Tuesday, September 20, 2011
Victor Wainwright and The Wildroots - Lit Up!
We headed up I-5 on the way to a four-day three-night fishing/camping trip at McArthur-Burney Memorial State Park. It is a four and one-half hour zombie drive at 70 to 80 mph through commercial crop fields and speed traps on a two lane strip of tarmac festooned with construction, slow moving 18-wheelers and overweight RV’s. Our little Subaru was stuffed to the roof with gear. We were left with just two seats. There was no rear view through the rearview mirror. I deemed it a perfect opportunity to listen to the dozen or two new releases that had been sent to me in the hopes of a review.
As we eased up I-505 toward our first bathroom stop at Granzella’s in Williams I popped in and pulled out of the dash player one mundane or truly awful release after another until I got to Victor Wainwright and The Wildroots’ fourteen track CD aptly named Lit Up! The first track,”Big Dog’s Runnin’ This Town” played to one of my guilty pleasures - Jump Blues. Not only is it Jump Blues, it is some of the best new Jump Blues in recent memory. I salivated over the prospect of the next thirteen tracks.
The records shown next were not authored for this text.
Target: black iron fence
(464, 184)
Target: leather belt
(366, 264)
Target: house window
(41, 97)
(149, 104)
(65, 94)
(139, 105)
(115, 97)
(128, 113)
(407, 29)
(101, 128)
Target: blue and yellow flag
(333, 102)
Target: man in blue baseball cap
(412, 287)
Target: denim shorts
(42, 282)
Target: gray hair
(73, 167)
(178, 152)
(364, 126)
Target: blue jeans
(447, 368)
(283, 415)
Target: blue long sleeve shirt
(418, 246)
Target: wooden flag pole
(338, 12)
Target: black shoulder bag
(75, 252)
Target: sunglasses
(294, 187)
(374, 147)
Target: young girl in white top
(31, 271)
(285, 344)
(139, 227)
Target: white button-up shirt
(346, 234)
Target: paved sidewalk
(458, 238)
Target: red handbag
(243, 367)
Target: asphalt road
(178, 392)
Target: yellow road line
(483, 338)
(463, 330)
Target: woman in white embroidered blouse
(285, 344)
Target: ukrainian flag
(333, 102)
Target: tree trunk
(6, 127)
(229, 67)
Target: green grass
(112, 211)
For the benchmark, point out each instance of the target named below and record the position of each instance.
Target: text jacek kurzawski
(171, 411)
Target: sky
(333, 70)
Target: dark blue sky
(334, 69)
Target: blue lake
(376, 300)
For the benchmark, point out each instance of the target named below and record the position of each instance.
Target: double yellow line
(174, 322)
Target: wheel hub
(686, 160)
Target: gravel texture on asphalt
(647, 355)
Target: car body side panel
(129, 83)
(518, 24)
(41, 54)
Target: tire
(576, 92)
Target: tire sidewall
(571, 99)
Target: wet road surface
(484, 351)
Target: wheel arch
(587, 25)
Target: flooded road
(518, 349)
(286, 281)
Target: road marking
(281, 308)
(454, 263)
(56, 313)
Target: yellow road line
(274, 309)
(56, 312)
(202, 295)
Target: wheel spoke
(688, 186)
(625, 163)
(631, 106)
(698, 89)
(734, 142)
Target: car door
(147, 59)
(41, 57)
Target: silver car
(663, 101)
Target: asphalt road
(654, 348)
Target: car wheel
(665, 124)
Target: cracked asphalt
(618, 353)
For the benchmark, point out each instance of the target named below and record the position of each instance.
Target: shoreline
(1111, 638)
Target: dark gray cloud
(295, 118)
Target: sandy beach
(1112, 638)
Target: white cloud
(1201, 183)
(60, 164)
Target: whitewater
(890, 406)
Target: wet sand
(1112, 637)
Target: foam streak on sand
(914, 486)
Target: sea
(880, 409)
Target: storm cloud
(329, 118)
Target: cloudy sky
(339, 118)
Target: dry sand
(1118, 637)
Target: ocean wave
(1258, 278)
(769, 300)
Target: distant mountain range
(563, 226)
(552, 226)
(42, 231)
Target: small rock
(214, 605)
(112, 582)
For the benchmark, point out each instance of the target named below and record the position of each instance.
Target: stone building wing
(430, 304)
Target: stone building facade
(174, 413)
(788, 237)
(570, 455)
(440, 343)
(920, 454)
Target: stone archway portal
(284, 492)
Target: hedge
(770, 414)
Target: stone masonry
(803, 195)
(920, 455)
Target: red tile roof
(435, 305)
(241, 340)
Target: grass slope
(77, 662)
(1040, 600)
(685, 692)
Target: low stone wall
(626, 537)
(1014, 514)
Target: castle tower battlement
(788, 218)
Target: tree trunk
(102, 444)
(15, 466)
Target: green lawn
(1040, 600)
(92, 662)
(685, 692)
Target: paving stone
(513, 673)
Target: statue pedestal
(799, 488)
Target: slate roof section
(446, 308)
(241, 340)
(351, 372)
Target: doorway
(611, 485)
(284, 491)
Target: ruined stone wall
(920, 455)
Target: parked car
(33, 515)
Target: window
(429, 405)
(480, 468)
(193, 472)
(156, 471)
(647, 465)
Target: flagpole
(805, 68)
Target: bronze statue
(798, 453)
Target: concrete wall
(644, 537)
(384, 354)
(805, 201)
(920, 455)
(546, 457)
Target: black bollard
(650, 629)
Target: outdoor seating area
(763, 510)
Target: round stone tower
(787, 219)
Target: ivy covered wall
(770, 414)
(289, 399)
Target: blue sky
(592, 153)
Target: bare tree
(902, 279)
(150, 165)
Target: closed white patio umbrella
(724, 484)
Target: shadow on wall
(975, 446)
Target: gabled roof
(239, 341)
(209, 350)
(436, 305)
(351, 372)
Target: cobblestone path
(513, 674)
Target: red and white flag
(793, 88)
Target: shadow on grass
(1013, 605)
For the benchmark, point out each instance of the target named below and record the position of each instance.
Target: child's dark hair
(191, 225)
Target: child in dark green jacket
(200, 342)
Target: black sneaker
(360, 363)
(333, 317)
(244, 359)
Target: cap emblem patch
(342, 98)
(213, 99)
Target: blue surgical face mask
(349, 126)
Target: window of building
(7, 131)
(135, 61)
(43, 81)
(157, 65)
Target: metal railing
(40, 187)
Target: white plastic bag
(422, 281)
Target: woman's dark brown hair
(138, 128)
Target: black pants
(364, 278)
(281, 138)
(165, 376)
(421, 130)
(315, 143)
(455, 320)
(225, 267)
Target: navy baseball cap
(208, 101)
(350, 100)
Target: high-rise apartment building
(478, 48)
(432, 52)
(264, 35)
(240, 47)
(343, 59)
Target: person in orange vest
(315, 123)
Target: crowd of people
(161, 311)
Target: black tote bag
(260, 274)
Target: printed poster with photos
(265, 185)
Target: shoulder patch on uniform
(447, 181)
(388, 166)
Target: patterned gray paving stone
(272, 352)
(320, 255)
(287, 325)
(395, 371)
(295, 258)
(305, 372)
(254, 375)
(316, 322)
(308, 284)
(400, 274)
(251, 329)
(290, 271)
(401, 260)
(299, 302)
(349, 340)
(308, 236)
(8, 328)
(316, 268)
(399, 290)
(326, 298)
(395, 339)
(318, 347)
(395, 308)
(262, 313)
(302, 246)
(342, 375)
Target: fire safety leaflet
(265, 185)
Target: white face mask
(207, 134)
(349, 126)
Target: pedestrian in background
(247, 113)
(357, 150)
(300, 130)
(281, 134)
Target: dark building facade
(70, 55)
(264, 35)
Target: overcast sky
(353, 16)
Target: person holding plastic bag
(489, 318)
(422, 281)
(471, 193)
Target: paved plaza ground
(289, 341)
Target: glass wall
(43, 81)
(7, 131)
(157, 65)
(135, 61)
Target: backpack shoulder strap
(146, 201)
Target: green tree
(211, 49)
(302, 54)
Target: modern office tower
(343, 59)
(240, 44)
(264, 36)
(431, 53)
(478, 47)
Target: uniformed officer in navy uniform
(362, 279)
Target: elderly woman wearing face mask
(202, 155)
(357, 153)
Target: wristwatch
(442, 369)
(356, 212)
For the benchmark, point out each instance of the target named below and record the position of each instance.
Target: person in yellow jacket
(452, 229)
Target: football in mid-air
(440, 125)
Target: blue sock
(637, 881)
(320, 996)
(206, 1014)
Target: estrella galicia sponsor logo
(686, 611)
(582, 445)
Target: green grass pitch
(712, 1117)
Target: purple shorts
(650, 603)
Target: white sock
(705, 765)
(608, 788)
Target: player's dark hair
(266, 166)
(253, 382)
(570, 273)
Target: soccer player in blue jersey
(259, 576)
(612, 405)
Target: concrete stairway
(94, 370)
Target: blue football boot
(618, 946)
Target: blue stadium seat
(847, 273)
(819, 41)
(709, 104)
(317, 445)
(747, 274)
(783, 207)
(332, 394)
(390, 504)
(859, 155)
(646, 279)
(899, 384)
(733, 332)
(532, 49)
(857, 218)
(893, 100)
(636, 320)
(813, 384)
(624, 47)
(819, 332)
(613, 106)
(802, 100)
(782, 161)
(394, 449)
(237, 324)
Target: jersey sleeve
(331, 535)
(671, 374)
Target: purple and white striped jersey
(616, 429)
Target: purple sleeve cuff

I wasn’t disappointed. Wainwright is the lead vocalist and plays an acoustic piano. He co-wrote seven of the tracks on the CD with producer, arranger, acoustic guitar player, bass player and percussionist Stephen Dees. Dees also provided five of his own originals including ”Big Dog’s Runnin’ This Town.” Wainwright teamed up with electric and resonator guitarist Greg Gumpel to write “Coin Operated Woman.” Wainwright and Dees shared writing honors with blues player the Reverend Billy “C.J.” Wirtz on “Honky Tonk Heaven,” a song dedicated to Jesse Wainwright, Victor’s boogie piano player grandfather. Weston Bradigan helped Wainwright pen the final track “Let It Be the Same.”
This is not a Jump Blues album. The band has mastered all types of blues. The songs run from Delta Blues to Country Blues to Gospel to New Orleans tinged Cajun to electric Chicago Blues to West Coast Blues to Modern Blues and everything in between. The band is rounded out by Patricia Ann Dees on tenor saxophone and backing vocals, Billy Dean on drums and Ray Guiser on tenor saxophone and clarinet. The album is stacked with guest musicians - tenor and baritone saxophone, saxcello and clairnet player Charlie DeChant; mouth harpist Mark “Muddyharp” Hodgson; Hammond B3 organist Chris Stephenson; trombonist Bob Dionne; trumpet player Ken Titmus; and “The Little Pigs” identified as Chickie Baby, Cat Daddy, Six String, AreBe and Hounddog Man, as backing vocalists on ”Big Dog’s Runnin’ This Town.” Time merrily flew by and I found myself drumming on the steering wheel, seat, armrest and dashboard.
Before I knew it we were at Granzella’s. We went inside, used the facilities, sampled the olives, and got back in the car. I looked down at my feet where there were still almost a dozen discs that I had not yet heard and about three more hours in the car. I hesitated. Then, I popped Lit Up! back in for a second time. I let it run for almost an hour and a half all the way to Red Bluff. Why go with something else when you’ve got something this good?